Ptilotus fasciculatus is a species of flowering plant in the family Amaranthaceae and is endemic to the south-west of Western Australia. It is a more or less prostrate, perennial herb with several hairy stems, linear stem leaves and spikes of pink or magenta flowers.

== Description ==
Ptilotus fasciculatus is a prostrate perennial herb with several hairy stems. The leaves on the stems are linear, 3–10 mm long and 0.5–1 mm wide. There are bracts 4.5–4.8 mm long bracteoles 4.9–5.7 mm long with a prominent midrib. The flowers are pink or magenta and borne in oval, hemispherical or spherical spikes, the outer tepals 13–14.8 mm long, the inner tepals 12–14.2 mm long.

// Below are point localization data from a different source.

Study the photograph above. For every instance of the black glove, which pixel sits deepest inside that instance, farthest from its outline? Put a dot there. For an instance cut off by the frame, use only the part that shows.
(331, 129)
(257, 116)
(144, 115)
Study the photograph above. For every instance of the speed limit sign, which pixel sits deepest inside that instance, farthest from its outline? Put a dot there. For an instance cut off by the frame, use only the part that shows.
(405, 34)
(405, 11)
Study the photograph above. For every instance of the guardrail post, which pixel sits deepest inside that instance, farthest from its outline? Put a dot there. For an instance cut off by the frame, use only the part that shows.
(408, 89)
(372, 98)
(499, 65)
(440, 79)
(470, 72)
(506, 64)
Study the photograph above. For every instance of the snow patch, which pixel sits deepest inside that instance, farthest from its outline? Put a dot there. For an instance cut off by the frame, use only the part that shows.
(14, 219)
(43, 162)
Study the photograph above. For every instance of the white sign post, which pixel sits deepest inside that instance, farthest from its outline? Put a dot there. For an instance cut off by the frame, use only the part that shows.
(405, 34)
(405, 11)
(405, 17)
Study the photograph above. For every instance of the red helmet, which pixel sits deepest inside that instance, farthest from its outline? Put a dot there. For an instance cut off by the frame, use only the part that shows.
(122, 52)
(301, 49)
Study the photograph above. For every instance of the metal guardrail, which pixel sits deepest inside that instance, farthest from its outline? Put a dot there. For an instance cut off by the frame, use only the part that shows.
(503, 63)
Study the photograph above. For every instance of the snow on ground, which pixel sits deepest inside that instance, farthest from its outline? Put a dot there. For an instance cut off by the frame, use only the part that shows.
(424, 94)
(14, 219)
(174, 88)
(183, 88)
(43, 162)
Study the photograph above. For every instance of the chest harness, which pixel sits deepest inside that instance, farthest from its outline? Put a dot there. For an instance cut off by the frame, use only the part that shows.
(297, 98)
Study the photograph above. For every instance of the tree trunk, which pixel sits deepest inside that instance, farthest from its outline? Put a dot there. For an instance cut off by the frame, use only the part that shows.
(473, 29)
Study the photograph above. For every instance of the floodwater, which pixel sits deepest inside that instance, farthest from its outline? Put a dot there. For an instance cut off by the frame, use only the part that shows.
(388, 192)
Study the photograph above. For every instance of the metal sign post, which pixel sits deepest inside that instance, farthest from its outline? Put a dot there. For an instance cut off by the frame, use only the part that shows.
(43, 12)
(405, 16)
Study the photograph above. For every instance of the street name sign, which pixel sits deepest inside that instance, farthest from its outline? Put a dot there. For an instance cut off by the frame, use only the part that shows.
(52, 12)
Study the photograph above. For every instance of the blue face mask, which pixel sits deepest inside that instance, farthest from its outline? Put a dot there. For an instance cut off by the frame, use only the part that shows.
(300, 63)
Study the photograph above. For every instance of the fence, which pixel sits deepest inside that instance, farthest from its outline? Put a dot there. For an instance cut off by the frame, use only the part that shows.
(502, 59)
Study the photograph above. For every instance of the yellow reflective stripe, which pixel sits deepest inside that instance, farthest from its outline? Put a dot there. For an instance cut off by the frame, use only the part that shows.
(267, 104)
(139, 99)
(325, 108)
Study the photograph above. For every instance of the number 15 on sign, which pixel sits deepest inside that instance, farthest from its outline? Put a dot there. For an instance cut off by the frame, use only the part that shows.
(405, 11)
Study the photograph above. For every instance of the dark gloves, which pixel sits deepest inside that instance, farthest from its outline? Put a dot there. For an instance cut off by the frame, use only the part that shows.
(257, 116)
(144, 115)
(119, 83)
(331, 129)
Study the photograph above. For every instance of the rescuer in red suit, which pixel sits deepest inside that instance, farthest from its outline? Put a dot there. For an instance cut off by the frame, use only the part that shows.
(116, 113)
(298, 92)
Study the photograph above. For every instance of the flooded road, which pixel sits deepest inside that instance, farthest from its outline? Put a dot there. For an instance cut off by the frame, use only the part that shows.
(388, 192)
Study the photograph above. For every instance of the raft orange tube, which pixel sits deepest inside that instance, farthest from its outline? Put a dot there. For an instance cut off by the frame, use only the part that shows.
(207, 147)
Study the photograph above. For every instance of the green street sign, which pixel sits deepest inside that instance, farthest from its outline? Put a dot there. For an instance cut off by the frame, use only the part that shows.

The style is 5.3 mm long and fixed to the side of the ovary.

==Taxonomy==
Ptilotus fasciculatus was first formally described in 1912 by William Vincent Fitzgerald in the Journal of Botany, British and Foreign from specimens he collected near Cunderdin in 1907. The specific epithet (fasciculatus) means 'clustered', referring to the leaves.

==Distribution==
This species of Ptilotus grows in the Avon Wheatbelt, Geraldton Sandplains and Mallee bioregions of south-western Western Australia.

==Conservation status==
Ptilotus falcatus is listed as "Priority Four" by the Government of Western Australia Department of Biodiversity, Conservation and Attractions, meaning that it is known from only one or a few locations where it is potentially at risk.